Kardan University
- Other name: Kardan
- Type: Private
- Established: 2002
- Founder: Roeen Rahmani
- Accreditation: Afghanistan Ministry of Higher Education, IACBE, AACSB, ACBSP
- Affiliations: IAU, GBSN
- Chancellor: Dr. Ahmad Khalid Hatam
- Vice-Chancellor: Jamshid Siddiqi
- Faculty: 130+
- Administrative staff: 100
- Undergraduates: 2,800+
- Postgraduates: 1,200+
- Location: Kabul, Afghanistan 34°32′57.804″N 69°9′9.45″E﻿ / ﻿34.54939000°N 69.1526250°E
- Campus: Urban;
- Colors: Blue, White and Orange
- Website: www.kardan.edu.af

= Kardan University =

Private university in Kabul, Afghanistan

Kardan University (کاردان پوهنتون / پوهنتون کاردان) founded in 2002 in Kabul, Afghanistan is the first privately owned university in Afghanistan. It began its operations in a small classroom with 15 students at a time when private higher education was being introduced in the country for the first time.

The institute quickly became one of the largest private higher education institutions in the country and was elevated to university status by the Ministry of higher Education in 2006. Kardan University consists of five important pillars including Operations, Academics, Strategy & Growth, Registrar Office and Financial Management.

Today, the university is a hub for education, research, innovation, and public engagement offering accredited graduate and undergraduate degrees in multiple disciplines. It has over 4,000 students pursuing diploma, undergraduate and graduate programs across its one campus in Kabul city. The university offers courses in information Technology, Data Science, Business Administration, Economics, Law, Civil Engineering, and Political Science at the undergraduate level, and Data Science, Business Administration, International Relations, Construction Engineering Management, International Law, and Corporate Law at the graduate level, and Ph.D in Business Administration as the first university in Afghanistan.

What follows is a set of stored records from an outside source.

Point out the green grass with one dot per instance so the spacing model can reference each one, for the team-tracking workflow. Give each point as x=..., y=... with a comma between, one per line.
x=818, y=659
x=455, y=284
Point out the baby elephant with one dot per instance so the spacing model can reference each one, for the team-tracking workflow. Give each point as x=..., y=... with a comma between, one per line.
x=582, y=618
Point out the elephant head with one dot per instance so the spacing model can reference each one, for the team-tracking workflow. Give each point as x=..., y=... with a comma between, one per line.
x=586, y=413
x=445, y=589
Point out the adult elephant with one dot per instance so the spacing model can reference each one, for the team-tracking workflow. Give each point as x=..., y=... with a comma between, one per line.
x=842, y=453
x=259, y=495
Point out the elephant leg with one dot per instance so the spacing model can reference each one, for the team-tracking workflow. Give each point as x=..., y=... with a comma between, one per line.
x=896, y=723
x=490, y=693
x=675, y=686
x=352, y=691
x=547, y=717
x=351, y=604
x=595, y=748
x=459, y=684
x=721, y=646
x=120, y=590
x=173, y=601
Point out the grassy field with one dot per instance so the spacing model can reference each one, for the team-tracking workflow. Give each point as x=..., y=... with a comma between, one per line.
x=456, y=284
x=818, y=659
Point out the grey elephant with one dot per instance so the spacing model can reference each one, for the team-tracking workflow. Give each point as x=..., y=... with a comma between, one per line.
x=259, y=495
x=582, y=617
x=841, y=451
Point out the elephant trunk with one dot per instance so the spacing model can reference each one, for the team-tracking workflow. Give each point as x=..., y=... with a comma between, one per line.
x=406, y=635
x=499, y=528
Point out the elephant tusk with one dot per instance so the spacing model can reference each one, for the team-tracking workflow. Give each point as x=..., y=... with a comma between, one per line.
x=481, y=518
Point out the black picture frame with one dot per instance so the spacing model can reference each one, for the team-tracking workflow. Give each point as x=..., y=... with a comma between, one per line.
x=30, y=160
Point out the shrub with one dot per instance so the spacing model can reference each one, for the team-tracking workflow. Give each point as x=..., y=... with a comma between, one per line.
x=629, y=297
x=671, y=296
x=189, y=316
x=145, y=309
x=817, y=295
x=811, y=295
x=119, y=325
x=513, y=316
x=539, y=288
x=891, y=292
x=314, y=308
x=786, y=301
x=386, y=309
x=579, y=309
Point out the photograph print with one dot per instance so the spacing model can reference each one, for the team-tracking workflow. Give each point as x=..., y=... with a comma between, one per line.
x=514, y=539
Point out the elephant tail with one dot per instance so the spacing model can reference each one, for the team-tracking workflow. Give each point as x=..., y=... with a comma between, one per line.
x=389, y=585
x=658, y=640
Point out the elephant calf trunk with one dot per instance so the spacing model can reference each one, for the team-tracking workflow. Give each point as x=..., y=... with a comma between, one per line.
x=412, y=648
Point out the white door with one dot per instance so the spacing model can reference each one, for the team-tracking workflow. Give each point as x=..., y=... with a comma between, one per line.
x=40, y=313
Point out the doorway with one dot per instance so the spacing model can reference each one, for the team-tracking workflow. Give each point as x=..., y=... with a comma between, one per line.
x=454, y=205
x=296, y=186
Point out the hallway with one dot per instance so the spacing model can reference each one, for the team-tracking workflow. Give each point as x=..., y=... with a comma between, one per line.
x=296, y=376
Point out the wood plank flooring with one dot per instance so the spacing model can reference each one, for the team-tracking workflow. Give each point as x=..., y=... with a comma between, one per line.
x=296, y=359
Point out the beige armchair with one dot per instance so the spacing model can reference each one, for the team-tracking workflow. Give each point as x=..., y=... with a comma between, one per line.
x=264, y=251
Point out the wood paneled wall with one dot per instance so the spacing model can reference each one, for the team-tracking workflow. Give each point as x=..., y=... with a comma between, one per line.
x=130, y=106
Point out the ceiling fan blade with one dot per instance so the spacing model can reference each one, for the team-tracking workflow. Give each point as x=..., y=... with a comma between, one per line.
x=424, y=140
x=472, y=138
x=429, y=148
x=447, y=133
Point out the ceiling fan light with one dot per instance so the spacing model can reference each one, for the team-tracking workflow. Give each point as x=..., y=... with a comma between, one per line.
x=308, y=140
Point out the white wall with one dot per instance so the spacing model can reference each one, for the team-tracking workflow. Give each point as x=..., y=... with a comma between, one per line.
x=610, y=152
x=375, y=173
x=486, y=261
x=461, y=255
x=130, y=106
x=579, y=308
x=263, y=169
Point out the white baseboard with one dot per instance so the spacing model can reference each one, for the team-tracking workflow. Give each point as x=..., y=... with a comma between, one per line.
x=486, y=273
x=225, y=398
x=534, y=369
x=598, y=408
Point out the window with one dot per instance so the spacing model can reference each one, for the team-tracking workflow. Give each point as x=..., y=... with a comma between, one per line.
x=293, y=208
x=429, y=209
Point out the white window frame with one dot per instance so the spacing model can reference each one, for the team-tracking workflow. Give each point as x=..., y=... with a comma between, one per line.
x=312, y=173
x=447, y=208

To date, Kardan University has produced more than 30,000 graduates across a wide range of academic disciplines.

==History==

2002

Kardan Institute is founded with 12 students in a rental facility in Macroryan area of Kabul. The main goal was to provide short-term certificate programs.

2004

Kardan expands academic programs introducing diploma level programs enrolling more than 600 students with around 20% women participation.

2006

Kardan makes history by becoming the first private higher education institute officially registered with the Government of Afghanistan. Bachelor of Business Administration (BBA) program is launched with over 130 students enrolled in the first cohort.

2011

Kardan University initiates the accreditation process through the International Association of Collegiate Business Education (IACBE) becoming the first candidate for accreditation, representing Afghanistan. Student enrollment reaches a peak of 6,000.

2012

Kardan University leads the establishment of Afghanistan's first association of private universities. The university is subsequently elected as the chair with an initial membership of 40 national private institutions.

2013

Kardan University is re-elected as the chair of Private Universities in Afghanistan.

2014

Kardan University becomes chartered to issue master level programs in business and international relations. Student enrollment stands at over 5,000.

2020

The COVID-19 pandemic strikes and most of the educational activities are halted or at least disturbed. However, Kardan University has some major accomplishments in 2020. Soon after the lockdown, Kardan is the first university to launch online classes for all its programs.

2021

In 2021, Dr. Ahmad Khalid Hatam was appointed as the Chancellor of Kardan University. He holds a Ph.D. in Islamic Law and Jurisprudence from the International Islamic University Islamabad, where he also earned his LL.M. in International Law and LL.B. (Hons) in Shariah and Law. Dr. Hatam joined Kardan University in 2018 as an Assistant Professor in the Master of International Relations Department and later served as Dean of the Faculty of Social Sciences before being appointed Chancellor.